James toned down her rhetoric, to a degree, after taking office and launching an investigation into Trump — as well as fighting him in court on a host of policy matters while he was in the White House. Trump, on the other hand, only ramped up his own attacks.
He lashed out at James and then-Gov. Andrew Cuomo in a series of tweets in 2019, accusing them, among other things, of “harassing all of my New York businesses in search of anything at all they can find to make me look as bad as possible.” He complained about how his company and children were "spending a fortune on lawyers."
James, who was only referred to in the barrage as Cuomo’s AG, responded that she would “follow the facts of any case, wherever they lead.”
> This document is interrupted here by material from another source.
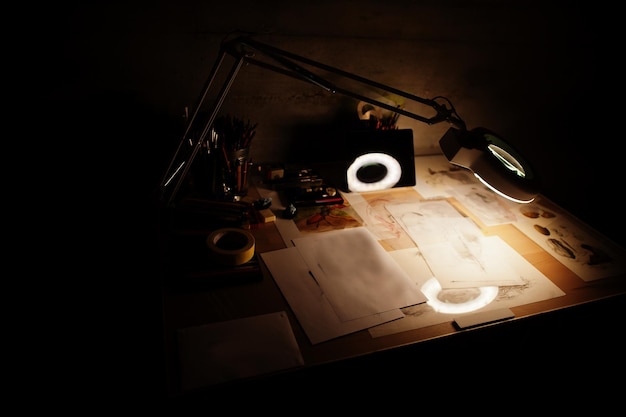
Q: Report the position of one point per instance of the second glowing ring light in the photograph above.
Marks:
(391, 178)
“Make no mistake: No one is above the law, not even the President,” she said. “P.S. My name is Letitia James. (You can call me Tish.).”
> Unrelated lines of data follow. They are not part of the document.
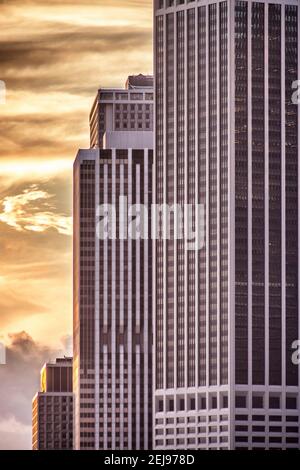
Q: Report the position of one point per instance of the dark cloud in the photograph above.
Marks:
(19, 381)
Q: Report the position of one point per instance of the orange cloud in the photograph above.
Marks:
(21, 213)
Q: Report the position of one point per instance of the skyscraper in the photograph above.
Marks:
(227, 137)
(112, 298)
(52, 408)
(123, 117)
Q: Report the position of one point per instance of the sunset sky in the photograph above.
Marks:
(53, 56)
As James’ investigation progressed, the legal and verbal sparring escalated. Trump sued James last year seeking to halt her probe, alleging it was “baseless” and motivated solely by her desire to harass a political opponent. A judge dismissed the suit in May.
At a campaign rally in Texas in January, Trump called for massive protests if James and three other Black prosecutors investigating him “do anything illegal.” He said: "These prosecutors are vicious, horrible people. They're racists and they're very sick — they're mentally sick."
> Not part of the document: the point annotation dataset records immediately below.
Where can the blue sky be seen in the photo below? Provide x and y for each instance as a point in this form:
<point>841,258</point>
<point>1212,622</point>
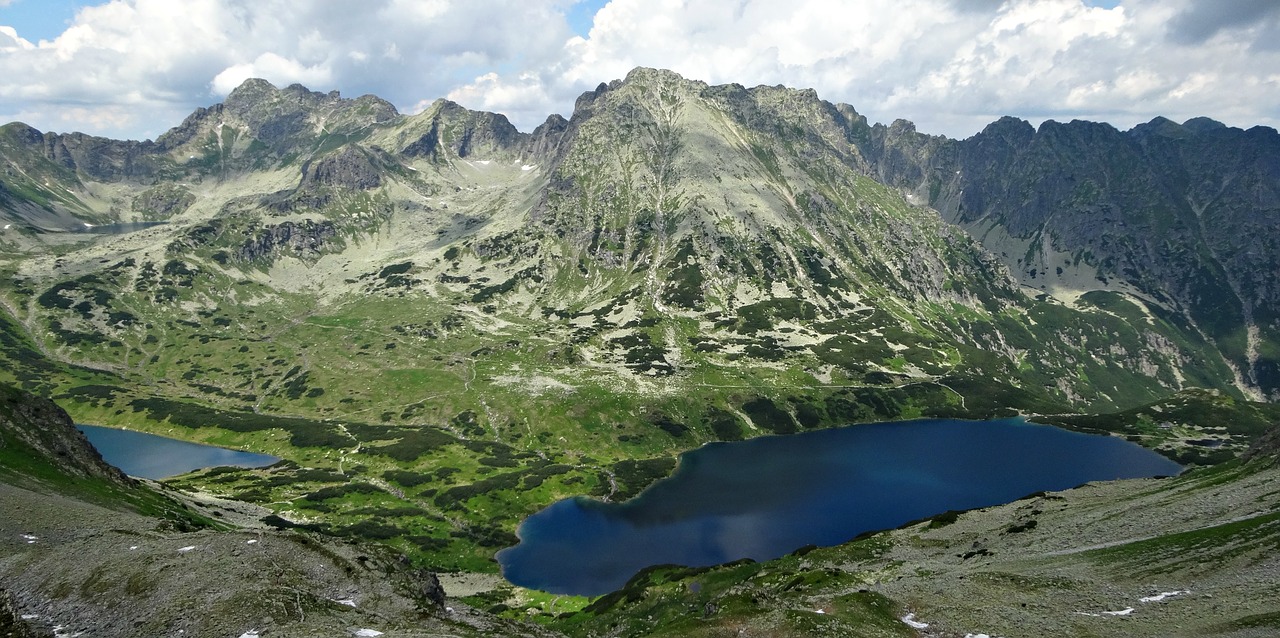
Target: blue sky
<point>949,65</point>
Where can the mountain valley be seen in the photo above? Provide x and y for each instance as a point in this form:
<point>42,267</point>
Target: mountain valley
<point>443,324</point>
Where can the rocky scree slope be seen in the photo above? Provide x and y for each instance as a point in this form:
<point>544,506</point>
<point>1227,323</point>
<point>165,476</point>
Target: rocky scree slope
<point>670,235</point>
<point>1178,217</point>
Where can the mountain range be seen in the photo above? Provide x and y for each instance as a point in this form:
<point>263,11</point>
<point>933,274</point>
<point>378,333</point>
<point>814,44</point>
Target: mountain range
<point>471,320</point>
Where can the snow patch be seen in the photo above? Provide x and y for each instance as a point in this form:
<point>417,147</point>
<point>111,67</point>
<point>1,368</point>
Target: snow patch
<point>1161,596</point>
<point>914,624</point>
But Trump’s tirades have not swayed the courts.
He was held in contempt of court in April and fined $10,000 a day for refusing to turn over financial documents James requested in her investigation. The contempt order was lifted after he agreed to turn over the documents — but James said in her suit Wednesday that documents covered by the subpoena which he never turned over were found at his Mar-a-Lago estate.
Trump lost another court skirmish when he was ordered to appear for questioning under oath in James’ investigation, losing an attempt to block the deposition. He sat for the deposition at the AG’s office last month, but took the Fifth Amendment and declined to answer every question.
“When your family, your company, and all the people in your orbit have become the targets of an unfounded, politically motivated Witch Hunt supported by lawyers, prosecutors, and the Fake News Media, you have no choice,” Trump said last month.
Later Wednesday, she sent out a fundraising email to campaign supporters: "These men think they can rattle me and scare me off my path, but the truth is, they have only reaffirmed why I went into this work in the first place."
James hopes to have the last word in the longstanding war if she triumphs in her case, which seeks to bar him and his family from being officers of any business in New York and ban them from participating in real estate transactions or getting loans in the state.
“The complaint demonstrates that Donald Trump falsely inflated his net worth by billions of dollars to unjustly enrich himself and to cheat the system, thereby cheating all of us,” she told reporters.
“Claiming you have money you do not have does not amount to the art of the deal. It’s the art of the steal,” she said. “No one, no one is above the law.”